Anthony Quinn 

I Drink Therefore I Am by Roger Scruton

Anthony Quinn enjoys Roger Scruton's passionate appreciation of fine wines, even if some of his recipe suggestions leave much to be desired
  
  

roger scruton i drink
'Wine respects our illusions.' Photograph: Andrew Unangst/ Getty Images Photograph: Andrew Unangst/Getty Images

Roger Scruton is the sandwich-board man of intellectual discontent. All around him he sees a society in drastic decline, riven with loutishness, neutered by health fascists and enslaved by childish appetites. These last include the consumption of fizzy drinks and, in consequence, the environmental and aesthetic calamity of cans and bottles littering country lanes. But Professor Scruton, better known for his work in philosophy, music and fox-hunting, has a solution: abandon ye your Sprite and discover the moral virtue of drinking wine. I Drink Therefore I Am is a manifesto for civilised behaviour, an attempt to educate his readers in the right way to appreciate wine and thus enjoy a better life in the process.

Quite a project, this, and it's an alarming experience to find yourself nodding at frequent stages in the text and thinking: "Hmm, not a bad idea." Scruton is generally not a writer I'd wish to be heard quoting, but whatever else he may be, he's no slouch when it comes to wine, and the first part of the book combines a memoir of his development as a "wino" (his word) with some useful tips and unexpected factoids.

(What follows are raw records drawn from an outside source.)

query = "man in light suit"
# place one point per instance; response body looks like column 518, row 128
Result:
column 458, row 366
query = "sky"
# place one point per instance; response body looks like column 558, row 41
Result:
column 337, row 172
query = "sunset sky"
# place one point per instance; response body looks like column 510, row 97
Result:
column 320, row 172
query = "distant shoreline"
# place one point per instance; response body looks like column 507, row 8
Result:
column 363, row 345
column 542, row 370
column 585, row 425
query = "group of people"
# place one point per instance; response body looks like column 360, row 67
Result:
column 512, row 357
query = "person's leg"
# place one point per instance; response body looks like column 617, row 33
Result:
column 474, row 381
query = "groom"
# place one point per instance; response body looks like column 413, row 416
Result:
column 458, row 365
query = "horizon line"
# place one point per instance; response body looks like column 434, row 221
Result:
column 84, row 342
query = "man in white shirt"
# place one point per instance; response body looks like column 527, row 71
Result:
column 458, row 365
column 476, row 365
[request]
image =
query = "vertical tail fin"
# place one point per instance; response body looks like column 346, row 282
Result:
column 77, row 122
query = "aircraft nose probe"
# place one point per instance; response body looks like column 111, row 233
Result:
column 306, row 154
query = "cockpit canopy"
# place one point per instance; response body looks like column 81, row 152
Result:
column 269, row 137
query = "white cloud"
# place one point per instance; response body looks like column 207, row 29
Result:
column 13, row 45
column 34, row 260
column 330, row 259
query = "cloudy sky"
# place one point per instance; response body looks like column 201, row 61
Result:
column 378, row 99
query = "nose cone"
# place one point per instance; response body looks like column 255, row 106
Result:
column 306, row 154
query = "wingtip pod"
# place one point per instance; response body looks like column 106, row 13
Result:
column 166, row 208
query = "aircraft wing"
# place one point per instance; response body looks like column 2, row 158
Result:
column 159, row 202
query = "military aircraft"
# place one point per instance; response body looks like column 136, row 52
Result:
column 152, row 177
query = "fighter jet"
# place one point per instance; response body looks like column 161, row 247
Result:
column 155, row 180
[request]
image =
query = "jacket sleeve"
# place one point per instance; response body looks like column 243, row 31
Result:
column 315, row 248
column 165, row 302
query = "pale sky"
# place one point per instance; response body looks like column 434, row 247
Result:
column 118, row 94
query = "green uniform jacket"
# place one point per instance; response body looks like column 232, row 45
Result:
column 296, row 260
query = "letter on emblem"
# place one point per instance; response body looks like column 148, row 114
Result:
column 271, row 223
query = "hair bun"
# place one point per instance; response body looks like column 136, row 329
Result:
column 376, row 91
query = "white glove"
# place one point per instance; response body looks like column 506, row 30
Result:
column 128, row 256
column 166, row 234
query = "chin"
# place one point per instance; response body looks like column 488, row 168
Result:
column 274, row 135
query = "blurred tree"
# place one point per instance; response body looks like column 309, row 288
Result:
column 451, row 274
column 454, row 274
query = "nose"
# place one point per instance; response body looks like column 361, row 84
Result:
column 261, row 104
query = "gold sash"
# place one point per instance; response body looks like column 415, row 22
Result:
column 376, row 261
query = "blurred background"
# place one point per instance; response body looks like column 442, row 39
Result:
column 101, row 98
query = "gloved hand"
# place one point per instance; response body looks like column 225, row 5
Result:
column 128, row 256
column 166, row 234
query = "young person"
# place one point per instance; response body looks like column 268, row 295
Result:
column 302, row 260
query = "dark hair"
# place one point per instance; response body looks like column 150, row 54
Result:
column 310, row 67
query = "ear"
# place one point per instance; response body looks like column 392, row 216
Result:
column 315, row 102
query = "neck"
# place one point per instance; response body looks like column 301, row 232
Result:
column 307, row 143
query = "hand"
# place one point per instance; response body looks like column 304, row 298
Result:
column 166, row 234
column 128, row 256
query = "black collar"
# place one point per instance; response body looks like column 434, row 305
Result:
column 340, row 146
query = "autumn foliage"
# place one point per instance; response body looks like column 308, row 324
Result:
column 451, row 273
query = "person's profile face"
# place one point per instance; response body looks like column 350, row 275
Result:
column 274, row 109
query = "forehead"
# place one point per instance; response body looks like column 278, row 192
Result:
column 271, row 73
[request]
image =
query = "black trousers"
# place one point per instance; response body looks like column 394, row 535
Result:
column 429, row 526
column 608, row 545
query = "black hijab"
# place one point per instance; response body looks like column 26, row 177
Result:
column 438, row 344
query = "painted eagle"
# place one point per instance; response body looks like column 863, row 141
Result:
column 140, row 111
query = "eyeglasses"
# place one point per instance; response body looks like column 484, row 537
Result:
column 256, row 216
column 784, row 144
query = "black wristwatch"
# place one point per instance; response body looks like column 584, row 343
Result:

Did you know, for instance, that the best food with a white Hermitage is "clay-baked hedgehog" or, failing that, chargrilled squirrel?

I'll skip that, come to think of it, but I did welcome the recommendations of a Stellenbosch red, Faithful Hound, which has been mistaken at Scruton's table for Château Léoville-Las Cases, and of varietals such as aglianico from Italy and bierzo from Spain. On the subject of claret – his youthful eureka moment was a sip of'45 Château Trotanoy – he is sound and confesses his occasional surprise "to discover that I drink anything else".

He's no snob about wine, either, always on the hunt for a bargain and canny in seeking out those vineyards and plots that lie next to the big names yet charge half the price. Alas, he is prone to the sonorous pomposities of the connoisseur and in phrases such as "the higher liturgy of Bacchus" and the "ceremonial priestcraft" of uncorking a bottle you detect the crooked pinkie and the glint of the pince-nez.

His dinner parties sound a real gas: "A good wine should always be accompanied by a good topic"; he prescribes, for example, "whether the Tristan chord is a half-diminished seventh or whether there could be a proof of Goldbach's conjecture." Everybody back to Rog's, then…

That pedagogical side comes out strongly in the book's second part, which gets to grips with the philosophical implications of oenophilia. This is less enjoyable, though one may still sift bracing minerals of good sense from the slightly dry lecturing: he is good on wine as the expression of a place and community, on the nuances of intoxication and on the social beneficence of buying rounds. He is insistent, though not entirely convincing, about wine as an agency of moral enhancement: "Wine respects our illusions and even amplifies the more benign among them. But it does not provide an escape route from reality." One must suppose he has never tried drinking Thunderbird.

While much of the book is thoughtful and serious, however, Scruton suffers, in common with many academics, an inability to hear when he's making an arse of himself. He can't seem to help it, in ways that are laughable and occasionally poignant. In one flight of fancy about the wines of Collioure he instructs: "Roll the name 'Maillol' in your mouth while imagining well-shaped buttocks and well-matured wine and you won't be far from the taste." I'm afraid he's ruined that one for me.

Towards the end he makes the case for "virtuous drinking" and recalls a more sociable period of his life when he would get together certain friends to discuss weighty matters over a few bottles of wine – a symposium, as he inevitably calls it. It was at this point I started feeling rather sorry for the professor, who actually proceeds to name those important friends ("the novelist Ian McEwan" was among them), as if he were trying to persuade his readers that as well as being a philosopher and connoisseur, he's also quite a mover and shaker.

But he admits that connecting with people was never his forte and that most of what he learnt about wine he learnt "in solitude". If I hadn't read that he now lives contentedly on a farm with wife and children, I would have felt almost duty-bound to invite the poor man to quaff a few bottles round here. As long as he came without the hedgehog bake, we might have got on, too.